There was another facet of our mission that I found out about after I got into the unit, but it wouldn't apply to me until I was fully checked out. It turned out the Scatback T-39 operation in Vietnam was under-manned, and our unit provided pilots TDY – Temporary Duty – to Saigon for three months at a time. I had envisioned Yokota T-39 flying as being basically out-and-back one-day or two-day missions, and had thought I'd be home, with Sam, virtually every night. To say I was disappointed would be an understatement.
After my overnight at Kunsan, Sam and I had a long talk. I explained what I'd learned about the T-39 mission, and told her about the Scatback tasking. I wasn't sure what her response would be.
I shouldn't have been worried.
“Ham, you're doing your job. It's what you do. I know you volunteered for Yokota to be near me, and that means the world to me.”

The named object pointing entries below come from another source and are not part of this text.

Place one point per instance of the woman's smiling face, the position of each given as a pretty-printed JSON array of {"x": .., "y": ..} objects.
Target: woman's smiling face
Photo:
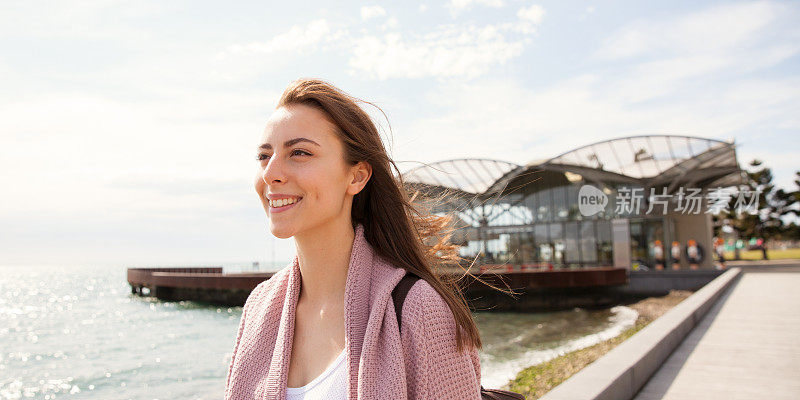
[{"x": 303, "y": 179}]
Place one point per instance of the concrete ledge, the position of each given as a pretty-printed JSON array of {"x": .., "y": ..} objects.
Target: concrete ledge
[{"x": 625, "y": 369}]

Damn, I had really struck gold!
3
January 18, 1970
My car finally arrived. One of the first things I had done when I got my assignment changed to Yokota was call Morris's Motor Storage, where I had stored my Datsun while I was in Vietnam. I placed the call through the autovon. Mr. Morris had sounded really relieved to hear I had made it through my tour unscathed. No need to tell him about my injury.
I had arranged the shipment of my car through the Traffic Management Office, and they had scheduled the port-call. Mr. Morris had personally driven my Datsun to Oakland Port, and then sent me a telegram with the shipment information. He was really a good guy.
Sam went with me to pick up my car at Yokohama Port. It was a strange feeling sitting behind the wheel after my experiences of the last year. I finally understood the expressions, “You can't go home again” and “You can't bathe twice in the same river”. I had changed. I was a different person, and many of the things that had been important to me before I'd left for Vietnam now seemed trivial.